Using  the  compiler generation  tools lex, yacc , and iburg for generating MIPS code accepted by the spim simulator for the following language features:
  1. Constant expressions
  2. Expressions involving variables
  3. Assignment statements
  4. Array references
  5. Declarations
  6. Function calls
These experiments will be preceded by lab exercises on writing simple interpreters.


Tentative Schedule


Here is a tentative list of topics. The schedule will be based on the proposed coverage but may change dynamically to suit the needs of the workshop and depends on the way the workshop progresses. The lectures and lab work will be interleaved and this interleaving may be decided dynamically based on the specific needs of the audience.


Day
Compilation Concepts Covered
Lab exercises
1
  1. Structure of compilers and interpreters
  2. Introduction to scanning and parsing though lex and yacc
  1. Assembly language programming using spim.
  2. Evaluation (i.e. interpretation) of constant expressions involving arithmetic operations.
2
  1. Scanning theory
  2. Introduction to attribute evaluation and symbol tables
  3. Introduction to name and scope analysis, intermediate code generation, abstract syntax trees, three address codes, instruction selection through iburg, local register allocation, activation records and stack allocation for local variables, emitting assembly code for spim.

Evaluation (i.e. interpretation) of
  1. Expressions with variables and assignments to variables.
  2. Conditional expressions involving relational and boolean operations.
3
  1. Parsing theory.
  2. Introduction to declaration processing and type analysis.
Compilation of
  1. Constant expressions involving arithmetic operations.
  2. Expressions with variables and assignments to variables.
  3. Boolean expressions involving relational operations on integer expressions.
4 Run-time environment support provided by a compiler.
Declarations of integer and boolean data types.
5
Theory of instruction selection
Compilation of
  1. Control flow constructs if-then, if-then-else, while-do etc.
  2. Conditional expressions using control flow constructs.
6
Theory of instruction selection
Compilation of arrays
7
Introduction to gcc
Compilation of function declarations and calls, parameter passing.


Pre-requisites

Good knowledge of C and familiarity with Unix/Linux.

The philosophy behind this approach

This approach is very different from the traditional approach of teaching compiler construction phase-wise.
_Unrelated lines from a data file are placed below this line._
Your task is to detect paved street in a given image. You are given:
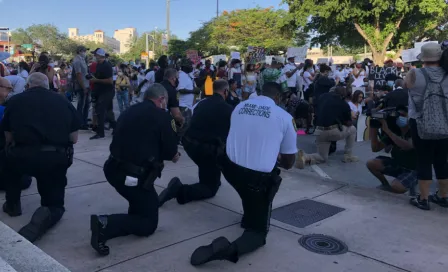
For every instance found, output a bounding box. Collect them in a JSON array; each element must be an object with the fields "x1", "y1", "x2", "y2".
[{"x1": 0, "y1": 129, "x2": 448, "y2": 272}]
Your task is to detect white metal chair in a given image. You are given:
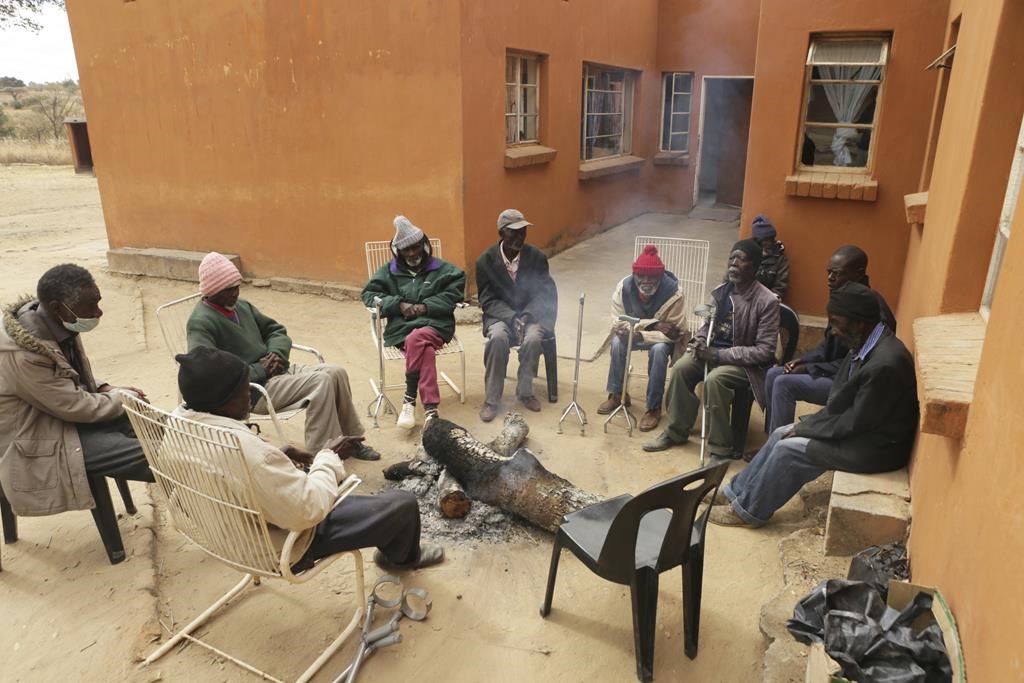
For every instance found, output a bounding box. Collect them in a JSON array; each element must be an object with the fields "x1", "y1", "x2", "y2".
[
  {"x1": 366, "y1": 238, "x2": 466, "y2": 427},
  {"x1": 627, "y1": 234, "x2": 711, "y2": 393},
  {"x1": 157, "y1": 293, "x2": 325, "y2": 443},
  {"x1": 122, "y1": 395, "x2": 366, "y2": 683}
]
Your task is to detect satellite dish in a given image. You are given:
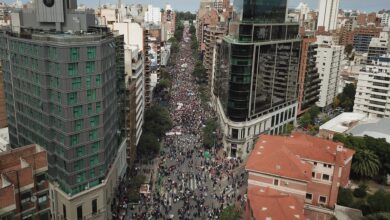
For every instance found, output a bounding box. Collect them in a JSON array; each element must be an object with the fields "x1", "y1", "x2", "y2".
[{"x1": 31, "y1": 196, "x2": 37, "y2": 202}]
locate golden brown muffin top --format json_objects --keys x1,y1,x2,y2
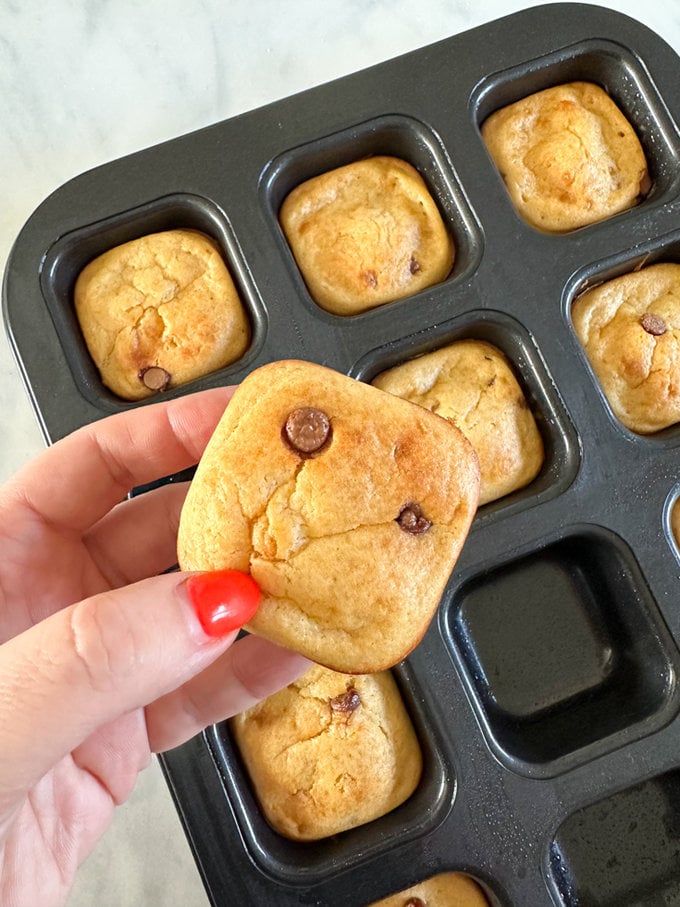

The traditional phase-wise approach first covers scanning in full details,  then parsing, then semantic analysis etc. The problem with such an approach is that a student does not get a feel of the complete compiler or the overall process of compilation until very late in the course. While there are many small compilers (eg. in the "dragon back" by Aho, Sethi, and Ullman) can be used to expose the students to overall compilation, they are not scalable. So students end up seeing a lot of theory piece-wise but do not develop a feel of  the overall compilation process. (In principle, the phases have very well defined simple interfaces, but to get its feel through an implementation which allows experimentation is a different matter  altogether.) By  time the students are ready to put the tools based on this theory to non-trivial use, it is already too late in the semester. Further, instruction selection phase remains more of a theory and very little practice gets across to the students. The proposed approach eliminates these drawbacks and bring the tools very early in the course. This is possible because the tools like lex, yacc, and iburg can be used without knowing the theory tool. An added advantage of this approach is that it serves as a motivation for the students to learn the theory by raising their curiosity.

Note that the basic motivation behind this approach is to be able to strike a good balance between theory and practice. The hope is that by bringing the practice upfront as a driving force a better balance can be achieved compared to the current offerings which are perceived as being biased towards theory by students.